The memorial has since been cleared away by the city. The same wall was being used as the backdrop for projecting that night’s movie.
Whitney said she had been thinking about rebuilding the memorial – but logistically, she was not sure how it could be done.
When I brought up the fact that Martinez had resigned that day, she did not immediately give her reaction to it, but said that it is “isolating when the city and the police and the people that you're supposed to be able to turn to, and the people that are supposed to care, you find out that they don't care. And then it turns into harassment, and you can't turn to them for anything.”
She gave the example of police officers who taunt those living in encampments. “Like, the police will come through and they'll spotlight you if you're walking down the street,” she said. “You're not doing anything. They spotlight and they'll throw their siren on for half a second. And sometimes their windows are down, and you can hear them laughing and stuff like that.”
“Something like that could be something that makes somebody end their own life,” she said, or it could cause someone to “act out in a manner that they wouldn’t have – we don’t need that extra tension.”
Whitney finds it hard to believe that anyone in who holds seats of power could relate to their situation, or that their life experiences have equipped them to know how they could really help.
“You've had money to campaign (for office),” she said. “I don't have money to buy a pack of cigarettes some days. I'm pretty sure that you don't know what it's like to be broke.”
When Whitney does finally touch on Martinez directly, she was unforgiving, describing her as “a very ignorant woman … It really worries me that we really don't look into who people are.”
But she also said it was pointless to place all of the blame on Martinez.
“Everybody wants to nail her to the cross,” she said. “At the same time, how many homeowners were coming out and speaking to the people that they had problems with?”
“We're all responsible for Nury Martinez just as much as she is, because she's representing the people in the community,” she said.
(Carla, who is housed, once told me this is one of the reasons she volunteers her time — because she felt partly responsible for what is happening).

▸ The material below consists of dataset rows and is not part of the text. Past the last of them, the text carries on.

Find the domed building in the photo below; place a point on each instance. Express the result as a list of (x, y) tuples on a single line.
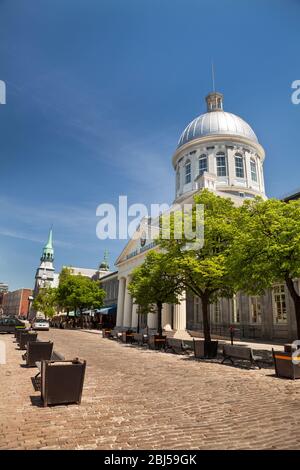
[(218, 151)]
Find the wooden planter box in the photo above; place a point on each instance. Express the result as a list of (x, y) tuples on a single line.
[(25, 338), (205, 349), (62, 381), (284, 365), (127, 336), (157, 342), (106, 333), (38, 351)]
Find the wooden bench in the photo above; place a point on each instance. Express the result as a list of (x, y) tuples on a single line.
[(140, 338), (37, 351), (177, 346), (157, 342), (287, 364), (55, 356), (62, 381), (243, 353)]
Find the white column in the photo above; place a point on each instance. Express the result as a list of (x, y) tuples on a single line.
[(152, 320), (167, 317), (127, 307), (120, 308), (135, 317), (180, 314)]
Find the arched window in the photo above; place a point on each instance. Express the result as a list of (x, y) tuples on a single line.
[(253, 170), (177, 179), (188, 172), (202, 164), (239, 166), (221, 164)]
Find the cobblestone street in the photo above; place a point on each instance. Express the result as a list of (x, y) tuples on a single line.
[(139, 399)]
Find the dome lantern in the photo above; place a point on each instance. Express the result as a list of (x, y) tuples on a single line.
[(214, 101)]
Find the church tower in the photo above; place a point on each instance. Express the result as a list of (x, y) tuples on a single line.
[(45, 273)]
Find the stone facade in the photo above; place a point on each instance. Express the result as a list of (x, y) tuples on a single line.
[(220, 152)]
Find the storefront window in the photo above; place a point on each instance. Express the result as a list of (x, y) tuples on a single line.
[(279, 304)]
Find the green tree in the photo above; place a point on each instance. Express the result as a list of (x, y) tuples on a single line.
[(153, 284), (266, 248), (79, 292), (203, 269), (46, 301)]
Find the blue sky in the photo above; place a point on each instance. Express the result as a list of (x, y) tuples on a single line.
[(98, 93)]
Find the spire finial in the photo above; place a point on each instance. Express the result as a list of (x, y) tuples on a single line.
[(213, 75)]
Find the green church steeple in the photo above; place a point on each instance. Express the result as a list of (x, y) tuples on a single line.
[(104, 266)]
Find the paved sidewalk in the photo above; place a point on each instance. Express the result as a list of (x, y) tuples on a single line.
[(140, 399)]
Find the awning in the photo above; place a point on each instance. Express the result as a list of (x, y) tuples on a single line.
[(109, 310)]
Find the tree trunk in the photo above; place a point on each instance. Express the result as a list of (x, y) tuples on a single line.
[(205, 313), (159, 325), (296, 299)]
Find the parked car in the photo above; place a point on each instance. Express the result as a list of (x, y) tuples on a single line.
[(40, 324), (9, 324)]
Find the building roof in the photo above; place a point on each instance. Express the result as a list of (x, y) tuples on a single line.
[(216, 122)]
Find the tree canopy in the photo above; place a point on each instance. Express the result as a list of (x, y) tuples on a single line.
[(46, 301), (155, 283), (203, 267), (78, 292)]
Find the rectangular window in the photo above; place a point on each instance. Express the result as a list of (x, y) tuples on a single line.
[(239, 167), (255, 310), (235, 311), (197, 309), (279, 302), (221, 165), (188, 171), (217, 312), (202, 165), (253, 170)]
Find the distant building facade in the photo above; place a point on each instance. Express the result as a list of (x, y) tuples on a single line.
[(3, 290), (16, 303), (110, 284)]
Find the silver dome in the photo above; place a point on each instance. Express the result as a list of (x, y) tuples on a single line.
[(216, 123)]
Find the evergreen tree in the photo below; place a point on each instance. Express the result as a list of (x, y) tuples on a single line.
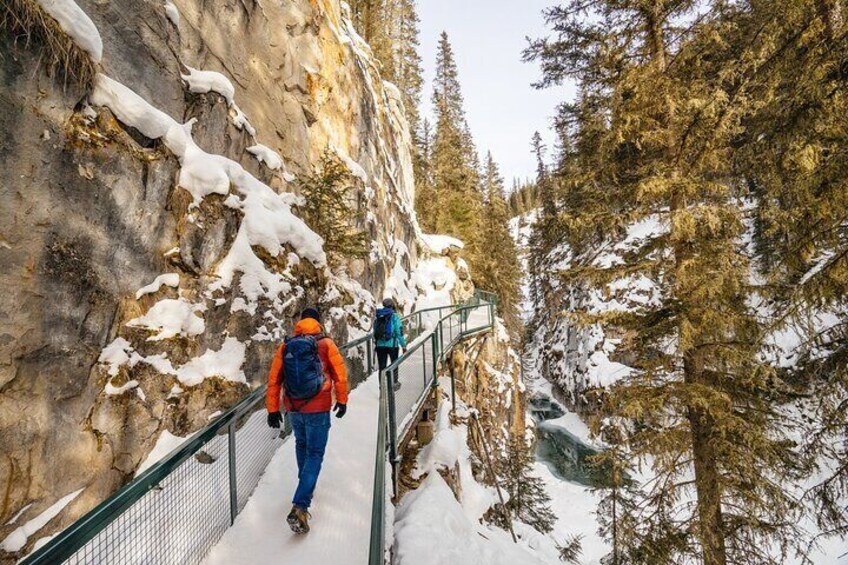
[(455, 177), (391, 29), (408, 73), (700, 400), (498, 269), (792, 156), (426, 204), (528, 500), (327, 195)]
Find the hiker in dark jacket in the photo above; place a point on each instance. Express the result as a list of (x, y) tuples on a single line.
[(388, 336), (306, 380)]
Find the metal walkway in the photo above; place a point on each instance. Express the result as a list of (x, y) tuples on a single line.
[(177, 511)]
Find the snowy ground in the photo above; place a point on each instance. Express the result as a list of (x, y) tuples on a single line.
[(341, 511)]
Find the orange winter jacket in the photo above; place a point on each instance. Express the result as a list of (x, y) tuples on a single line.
[(335, 375)]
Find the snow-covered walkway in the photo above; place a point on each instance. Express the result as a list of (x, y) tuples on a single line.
[(341, 510)]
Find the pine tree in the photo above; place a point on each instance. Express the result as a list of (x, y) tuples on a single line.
[(426, 204), (327, 195), (498, 270), (700, 399), (455, 176), (792, 156), (408, 74)]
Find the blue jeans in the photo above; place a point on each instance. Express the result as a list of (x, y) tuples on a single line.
[(310, 440)]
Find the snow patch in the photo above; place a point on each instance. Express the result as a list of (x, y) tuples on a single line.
[(225, 363), (438, 244), (170, 318), (16, 540), (115, 354), (113, 390), (77, 25), (266, 155), (202, 82), (172, 13), (165, 444), (169, 279)]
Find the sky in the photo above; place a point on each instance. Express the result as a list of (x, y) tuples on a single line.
[(502, 107)]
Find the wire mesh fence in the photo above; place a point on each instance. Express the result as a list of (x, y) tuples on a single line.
[(177, 510)]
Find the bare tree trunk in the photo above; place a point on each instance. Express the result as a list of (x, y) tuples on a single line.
[(710, 521)]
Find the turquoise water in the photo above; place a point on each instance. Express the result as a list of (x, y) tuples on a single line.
[(568, 458)]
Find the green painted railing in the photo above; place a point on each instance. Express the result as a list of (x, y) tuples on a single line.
[(175, 511)]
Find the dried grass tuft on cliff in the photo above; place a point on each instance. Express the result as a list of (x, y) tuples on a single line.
[(27, 22)]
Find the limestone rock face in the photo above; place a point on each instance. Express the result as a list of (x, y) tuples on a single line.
[(91, 211)]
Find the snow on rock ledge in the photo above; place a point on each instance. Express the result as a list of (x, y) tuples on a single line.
[(440, 243), (77, 25)]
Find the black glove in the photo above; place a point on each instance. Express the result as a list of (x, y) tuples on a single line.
[(274, 420)]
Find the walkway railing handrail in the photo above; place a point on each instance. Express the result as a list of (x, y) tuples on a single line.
[(75, 538), (388, 424)]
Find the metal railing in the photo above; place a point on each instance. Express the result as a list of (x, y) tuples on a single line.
[(177, 510), (404, 386)]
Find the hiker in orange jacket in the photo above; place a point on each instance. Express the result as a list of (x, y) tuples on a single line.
[(309, 417)]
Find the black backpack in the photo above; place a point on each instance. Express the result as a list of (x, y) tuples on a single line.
[(302, 367), (383, 326)]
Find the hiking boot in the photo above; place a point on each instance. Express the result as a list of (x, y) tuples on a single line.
[(298, 520)]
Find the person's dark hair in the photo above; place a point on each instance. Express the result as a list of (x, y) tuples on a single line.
[(310, 313)]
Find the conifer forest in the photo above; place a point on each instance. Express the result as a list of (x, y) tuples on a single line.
[(660, 373)]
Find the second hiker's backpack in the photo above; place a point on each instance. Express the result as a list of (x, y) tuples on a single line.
[(302, 367), (383, 326)]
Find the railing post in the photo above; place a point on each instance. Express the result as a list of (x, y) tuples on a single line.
[(386, 378), (453, 385), (369, 364), (231, 445), (435, 360), (424, 365)]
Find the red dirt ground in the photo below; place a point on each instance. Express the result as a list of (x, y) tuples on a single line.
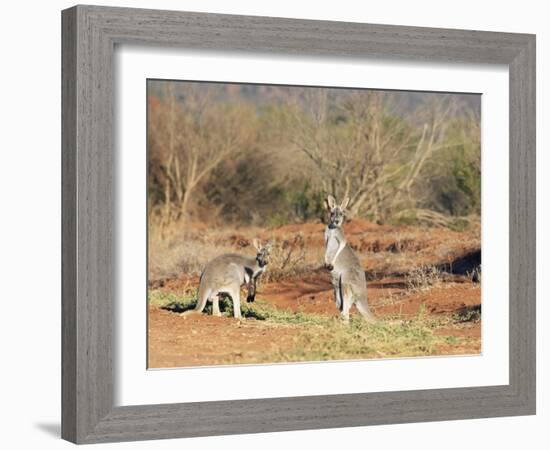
[(175, 341)]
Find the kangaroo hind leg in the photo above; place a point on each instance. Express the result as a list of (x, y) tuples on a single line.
[(347, 301), (235, 294)]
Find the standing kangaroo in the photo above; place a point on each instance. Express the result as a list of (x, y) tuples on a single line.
[(225, 275), (348, 277)]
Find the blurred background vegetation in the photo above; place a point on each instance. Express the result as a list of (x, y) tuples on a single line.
[(265, 155)]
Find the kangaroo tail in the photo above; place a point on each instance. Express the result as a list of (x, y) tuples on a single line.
[(203, 296), (365, 311)]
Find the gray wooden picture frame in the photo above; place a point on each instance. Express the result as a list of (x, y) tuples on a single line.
[(90, 34)]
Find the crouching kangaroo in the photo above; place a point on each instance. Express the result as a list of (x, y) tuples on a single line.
[(225, 275), (348, 277)]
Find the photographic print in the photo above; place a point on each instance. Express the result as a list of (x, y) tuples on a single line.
[(298, 224)]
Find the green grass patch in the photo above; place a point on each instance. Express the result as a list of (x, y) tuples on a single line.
[(318, 337)]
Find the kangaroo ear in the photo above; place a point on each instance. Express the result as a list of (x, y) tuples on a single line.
[(330, 202), (257, 244)]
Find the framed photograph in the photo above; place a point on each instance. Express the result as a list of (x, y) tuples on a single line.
[(278, 224)]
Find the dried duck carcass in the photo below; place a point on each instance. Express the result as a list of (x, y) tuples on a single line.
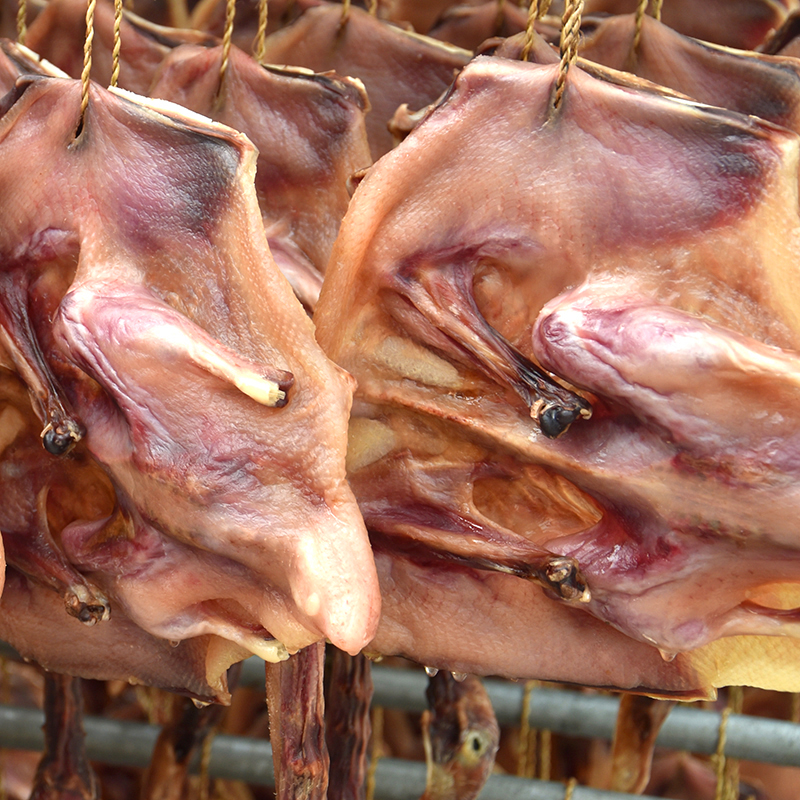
[(574, 333), (157, 336), (310, 134)]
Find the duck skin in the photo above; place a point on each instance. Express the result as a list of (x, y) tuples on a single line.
[(310, 134), (194, 373), (532, 284)]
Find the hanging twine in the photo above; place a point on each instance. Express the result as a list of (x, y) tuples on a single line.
[(536, 10), (117, 42), (727, 769), (570, 38), (205, 762), (22, 17), (545, 749), (261, 35), (526, 748), (375, 751), (641, 10), (657, 9), (87, 57), (227, 36)]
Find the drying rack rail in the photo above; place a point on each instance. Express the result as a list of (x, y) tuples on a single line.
[(568, 712)]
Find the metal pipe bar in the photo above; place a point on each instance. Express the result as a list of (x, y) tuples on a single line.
[(250, 760), (576, 714)]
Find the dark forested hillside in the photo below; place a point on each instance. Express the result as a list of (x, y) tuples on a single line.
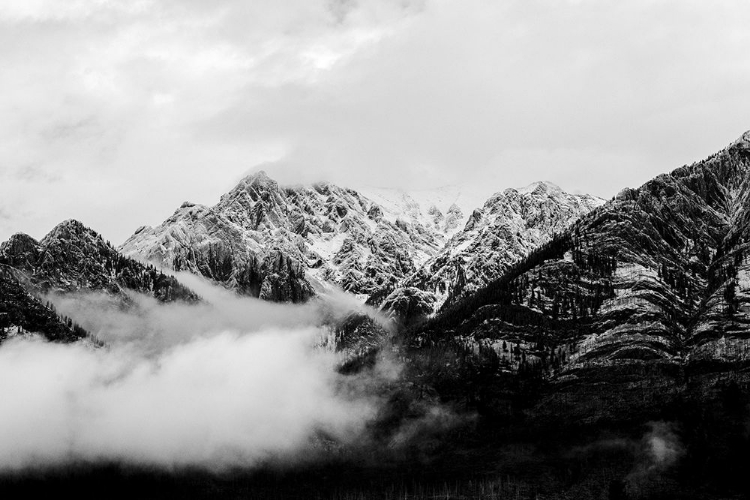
[(22, 312), (73, 257), (657, 279)]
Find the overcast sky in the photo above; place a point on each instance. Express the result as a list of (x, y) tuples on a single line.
[(114, 112)]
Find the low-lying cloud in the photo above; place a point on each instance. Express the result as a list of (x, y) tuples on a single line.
[(231, 383)]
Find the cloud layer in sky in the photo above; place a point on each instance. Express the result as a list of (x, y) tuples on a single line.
[(114, 111)]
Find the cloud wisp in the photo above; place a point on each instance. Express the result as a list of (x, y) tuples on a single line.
[(222, 386)]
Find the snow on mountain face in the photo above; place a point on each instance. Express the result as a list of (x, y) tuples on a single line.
[(443, 209), (73, 257), (281, 243), (278, 243), (509, 225)]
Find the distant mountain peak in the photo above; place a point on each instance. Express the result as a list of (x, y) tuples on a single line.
[(541, 188), (743, 142)]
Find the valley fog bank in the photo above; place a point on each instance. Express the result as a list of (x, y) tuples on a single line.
[(231, 382)]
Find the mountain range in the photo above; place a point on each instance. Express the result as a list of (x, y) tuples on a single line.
[(592, 301), (285, 243)]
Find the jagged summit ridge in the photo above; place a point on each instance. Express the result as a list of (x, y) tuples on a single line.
[(283, 242), (73, 257), (743, 142)]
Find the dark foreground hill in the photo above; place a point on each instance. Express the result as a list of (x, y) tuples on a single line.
[(642, 304), (71, 258)]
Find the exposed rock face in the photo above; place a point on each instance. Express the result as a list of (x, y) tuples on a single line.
[(73, 257), (505, 229), (276, 242), (659, 274), (409, 304), (280, 243), (22, 312)]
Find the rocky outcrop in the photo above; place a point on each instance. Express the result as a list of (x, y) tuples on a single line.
[(21, 312), (504, 230), (658, 274), (73, 257), (279, 243), (368, 244)]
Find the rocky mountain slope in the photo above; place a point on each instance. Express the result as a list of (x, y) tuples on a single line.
[(282, 243), (509, 225), (73, 257), (643, 288), (22, 312)]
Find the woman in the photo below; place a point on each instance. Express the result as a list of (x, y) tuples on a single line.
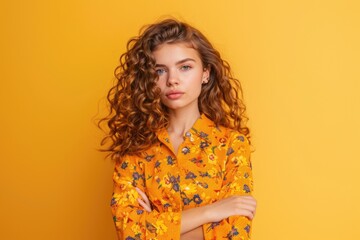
[(177, 132)]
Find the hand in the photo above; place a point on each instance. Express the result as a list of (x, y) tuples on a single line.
[(144, 202), (232, 206)]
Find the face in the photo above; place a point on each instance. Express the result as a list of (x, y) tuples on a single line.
[(181, 75)]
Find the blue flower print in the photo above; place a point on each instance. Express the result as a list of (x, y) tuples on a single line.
[(190, 175), (197, 199), (246, 188), (124, 165), (185, 150)]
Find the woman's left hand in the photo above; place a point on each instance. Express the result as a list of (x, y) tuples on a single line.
[(144, 202)]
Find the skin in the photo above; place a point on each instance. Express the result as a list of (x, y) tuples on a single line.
[(181, 76)]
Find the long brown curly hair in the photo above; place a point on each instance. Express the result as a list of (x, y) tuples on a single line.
[(136, 112)]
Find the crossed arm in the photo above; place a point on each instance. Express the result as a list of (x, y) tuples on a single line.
[(193, 219)]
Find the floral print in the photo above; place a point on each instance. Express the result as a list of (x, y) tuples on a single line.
[(212, 163)]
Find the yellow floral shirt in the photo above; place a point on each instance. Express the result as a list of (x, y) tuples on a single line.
[(212, 163)]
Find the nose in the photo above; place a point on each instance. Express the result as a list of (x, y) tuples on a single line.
[(173, 78)]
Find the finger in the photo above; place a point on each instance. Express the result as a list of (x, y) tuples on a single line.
[(144, 205), (141, 193), (144, 196)]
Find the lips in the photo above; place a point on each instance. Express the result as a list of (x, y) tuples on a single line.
[(173, 95)]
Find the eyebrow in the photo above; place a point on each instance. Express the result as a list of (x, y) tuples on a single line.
[(177, 63)]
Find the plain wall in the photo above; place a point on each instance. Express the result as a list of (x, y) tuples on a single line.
[(299, 65)]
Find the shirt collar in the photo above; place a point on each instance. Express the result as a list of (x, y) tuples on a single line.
[(201, 129)]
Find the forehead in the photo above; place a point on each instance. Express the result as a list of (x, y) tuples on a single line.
[(173, 52)]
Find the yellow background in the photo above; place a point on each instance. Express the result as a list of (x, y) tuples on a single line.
[(299, 65)]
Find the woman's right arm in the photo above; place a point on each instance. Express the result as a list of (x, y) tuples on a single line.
[(215, 212), (130, 218)]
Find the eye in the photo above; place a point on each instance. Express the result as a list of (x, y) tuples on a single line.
[(185, 67), (160, 71)]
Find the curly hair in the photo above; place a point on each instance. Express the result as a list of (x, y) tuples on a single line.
[(136, 112)]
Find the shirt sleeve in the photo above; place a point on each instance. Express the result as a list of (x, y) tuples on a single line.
[(237, 180), (131, 220)]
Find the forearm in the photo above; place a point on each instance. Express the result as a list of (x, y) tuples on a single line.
[(195, 234), (193, 218)]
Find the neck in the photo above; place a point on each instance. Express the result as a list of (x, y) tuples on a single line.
[(182, 121)]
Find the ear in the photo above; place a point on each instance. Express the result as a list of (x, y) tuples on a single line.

“If you're going to work every day, and driving by homeless people, and you don't like that I'm dirty, have you tried writing to, you know your Senator or have you tried writing to the city council and saying, ‘Hey, we need to be able to have dumpsters out there for them to use, or like, if you think that homeless people smell or you don't like that there's, you know, excrement on the sidewalk, have you written in, or called and started a petition saying we need to get public bathrooms back? Or are you just going to be part of the group of people that are out there with a mob, with torches and pitchforks, and saying, ‘Fuck these people, they're disgusting. We need to do something about them. They're all criminals. They're all drug addicts. We need law enforcement.’”
Whitney said those on Aetna Street and elsewhere are the ones out in the proverbial rain.
“Everybody's talking about us, while they’re underneath all this protection and everything else,” she said. “It's like maybe if they just came and talked to us, and realize that we're human beings, it wouldn't be so scary … maybe a lot of people wouldn't feel so alienated and fulfill what is being said about them.”